Но вот прозвучал сигнал труб. Дети затянули гимн во славу Христа собственного сочинения, увы, не сохраненный для нас историей. Строй шевельнулся, дрогнул – и двинулся вперед под восторженные клики толпы, причитания матерей и ропот здравомыслящих людей.

Проходит час – и детское воинство скрывается за холмами. Только тысячеголосое пение еще доносится издалека. Кельнцы расходятся – гордые: они вот снарядили своих детей в путь, а франки еще копаются!..

Неподалеку от Кельна воинство Николаса разбилось на две огромные колонны. Одну возглавил Николас, другую – мальчик, чьего имени хроники не сберегли. Колонна Николаса двигалась на юг коротким путем: по Лотарингии вдоль Рейна, по западу Швабии и через французскую Бургундию. Вторая колонна добиралась до Средиземного моря по длинному маршруту: через Франконию и Швабию. Тем и другим путь в Италию заграждали Альпы. Разумнее было бы идти равниной в Марсель, но туда намеревались направиться французские дети, да и Италия казалась ближе к Палестине, чем бургундский Марсель.

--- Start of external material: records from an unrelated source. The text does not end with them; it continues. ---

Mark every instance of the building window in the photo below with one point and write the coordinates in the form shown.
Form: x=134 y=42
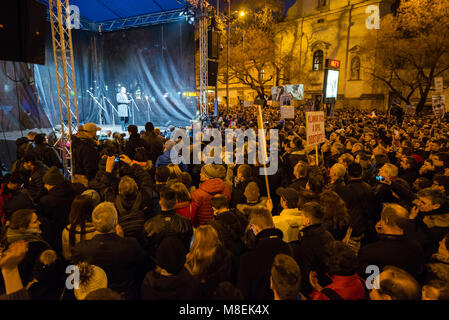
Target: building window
x=318 y=60
x=355 y=68
x=322 y=3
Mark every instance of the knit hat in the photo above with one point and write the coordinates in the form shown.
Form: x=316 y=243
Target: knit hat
x=94 y=195
x=213 y=171
x=53 y=176
x=97 y=279
x=169 y=145
x=252 y=192
x=171 y=255
x=91 y=127
x=290 y=195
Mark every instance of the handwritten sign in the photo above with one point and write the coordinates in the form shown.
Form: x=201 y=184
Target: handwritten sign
x=315 y=127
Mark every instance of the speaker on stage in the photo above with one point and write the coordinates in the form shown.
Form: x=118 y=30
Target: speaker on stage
x=212 y=73
x=23 y=31
x=213 y=44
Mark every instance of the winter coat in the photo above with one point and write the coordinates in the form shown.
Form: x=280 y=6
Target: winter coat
x=289 y=222
x=130 y=217
x=255 y=265
x=85 y=156
x=165 y=224
x=181 y=286
x=89 y=233
x=310 y=251
x=54 y=210
x=165 y=159
x=154 y=145
x=48 y=155
x=219 y=271
x=394 y=250
x=360 y=201
x=135 y=142
x=201 y=199
x=437 y=268
x=186 y=209
x=347 y=287
x=428 y=228
x=35 y=183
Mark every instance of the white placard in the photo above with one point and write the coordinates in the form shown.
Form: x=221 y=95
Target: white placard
x=288 y=112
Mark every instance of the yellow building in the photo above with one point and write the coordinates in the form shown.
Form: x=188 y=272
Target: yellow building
x=316 y=30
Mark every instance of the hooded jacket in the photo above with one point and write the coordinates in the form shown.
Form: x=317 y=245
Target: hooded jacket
x=201 y=199
x=85 y=156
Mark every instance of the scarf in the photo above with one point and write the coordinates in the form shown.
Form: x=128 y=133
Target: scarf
x=28 y=235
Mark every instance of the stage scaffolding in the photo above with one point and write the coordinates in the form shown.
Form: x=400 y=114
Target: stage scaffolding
x=65 y=77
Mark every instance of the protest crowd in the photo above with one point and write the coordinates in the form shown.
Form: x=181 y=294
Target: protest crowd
x=368 y=220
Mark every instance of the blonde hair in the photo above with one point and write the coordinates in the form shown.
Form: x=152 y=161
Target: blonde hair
x=175 y=171
x=201 y=255
x=182 y=194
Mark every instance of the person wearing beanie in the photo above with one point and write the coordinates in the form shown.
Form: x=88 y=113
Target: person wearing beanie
x=212 y=183
x=46 y=153
x=170 y=280
x=290 y=220
x=55 y=206
x=253 y=198
x=34 y=172
x=165 y=158
x=136 y=148
x=122 y=258
x=92 y=278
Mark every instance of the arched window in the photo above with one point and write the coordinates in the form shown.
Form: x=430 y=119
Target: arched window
x=318 y=60
x=355 y=68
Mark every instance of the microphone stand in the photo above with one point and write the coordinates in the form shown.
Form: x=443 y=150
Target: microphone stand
x=135 y=105
x=99 y=104
x=113 y=110
x=149 y=108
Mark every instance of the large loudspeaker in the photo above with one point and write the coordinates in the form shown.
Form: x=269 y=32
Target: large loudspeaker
x=213 y=44
x=212 y=73
x=22 y=31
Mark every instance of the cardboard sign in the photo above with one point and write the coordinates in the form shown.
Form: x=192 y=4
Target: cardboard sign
x=315 y=128
x=288 y=112
x=438 y=106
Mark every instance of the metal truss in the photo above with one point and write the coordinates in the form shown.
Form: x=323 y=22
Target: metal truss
x=203 y=38
x=65 y=77
x=141 y=21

Отряды растянулись на многие километры. Оба маршрута пролегали через полудикие края. Тамошний люд, немногочисленный даже по тем временам, жался к немногим крепостям. Дикие звери выходили на дороги из лесов. Чащи кишели разбойниками. Дети десятками тонули при переправах через речки. В таких условиях целые группы убегали обратно домой. Но ряды детского "воинства" тут же восполнялись ребятами из придорожных селений.

Слава опережала участников похода. Но не во всех городах их кормили и оставляли ночевать хотя бы даже на улицах. Порой гнали прочь, справедливо оберегая своих детей от "заразы". Ребятам случалось оставаться без подаяния и день, и два. Съестное из котомок слабых быстро перекочевывало в желудки тех, кто посильнее и постарше. Воровство в отрядах процветало. Разбитные женщины выманивали деньги у отпрысков знатных и богатых семей, шулера отнимали у детей последний грош, заманивая играть на привалах в кости. Дисциплина в отрядах изо дня в день падала.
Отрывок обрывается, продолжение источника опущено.